= Micro-Partitioning =

Micro-Partitioning, also known as shared processor partitioning, is a form of logical partitioning which was introduced by IBM on systems using the POWER5 processor. It only differs from a dedicated processor partition in the way CPU utilization is configured and managed by the POWER Hypervisor (PHYP) firmware. All IBM POWER5 and POWER6 systems are partitioned and will run "on top" of the PHYP.

The POWER Hypervisor controls time slicing, management of all hardware interrupts, dynamic movement of resources across multiple operating systems, and dispatching of logical partition workloads.

When a shared processor partition is activated by the PHYP, the logical partition (LPAR) is guaranteed a certain processing capacity, if needed, and a number of virtual processors, based on configuration and current availability.
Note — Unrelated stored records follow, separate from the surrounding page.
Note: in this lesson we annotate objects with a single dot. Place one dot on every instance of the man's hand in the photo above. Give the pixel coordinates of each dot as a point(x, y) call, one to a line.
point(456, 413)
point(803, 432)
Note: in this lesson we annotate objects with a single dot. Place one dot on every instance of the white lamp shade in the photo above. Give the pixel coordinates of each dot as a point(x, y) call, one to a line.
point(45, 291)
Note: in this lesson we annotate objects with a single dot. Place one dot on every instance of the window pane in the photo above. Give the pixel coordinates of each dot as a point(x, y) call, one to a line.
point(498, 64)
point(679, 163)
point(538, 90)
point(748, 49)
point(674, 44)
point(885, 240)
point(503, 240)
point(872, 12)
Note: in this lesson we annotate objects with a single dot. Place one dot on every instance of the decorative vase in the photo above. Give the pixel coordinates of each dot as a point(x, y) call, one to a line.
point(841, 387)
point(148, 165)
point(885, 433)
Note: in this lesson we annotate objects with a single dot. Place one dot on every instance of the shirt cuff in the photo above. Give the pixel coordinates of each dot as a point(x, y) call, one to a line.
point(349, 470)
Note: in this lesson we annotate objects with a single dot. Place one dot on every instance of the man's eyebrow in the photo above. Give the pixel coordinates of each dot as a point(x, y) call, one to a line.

The processing capacity is drawn from a pool of shared processor resources.

The minimum processing capacity per processor is 1/10 of a physical processor core, with a further granularity of 1/100. The PHYP uses a 10 ms time slicing dispatch window for scheduling all shared processor partitions' virtual processor queues to the PHYP physical processor core queues. A shared processor partition can be either capped or uncapped. A capped partition can never exceed the currently configured processing capacity, whereas an uncapped partition can exceed the currently configured processing capacity up to 100% of the number of the currently configured virtual processors.

If the shared processor partition is DLPAR capable, the number of virtual processors and processing capacity can be altered dynamically for the partition.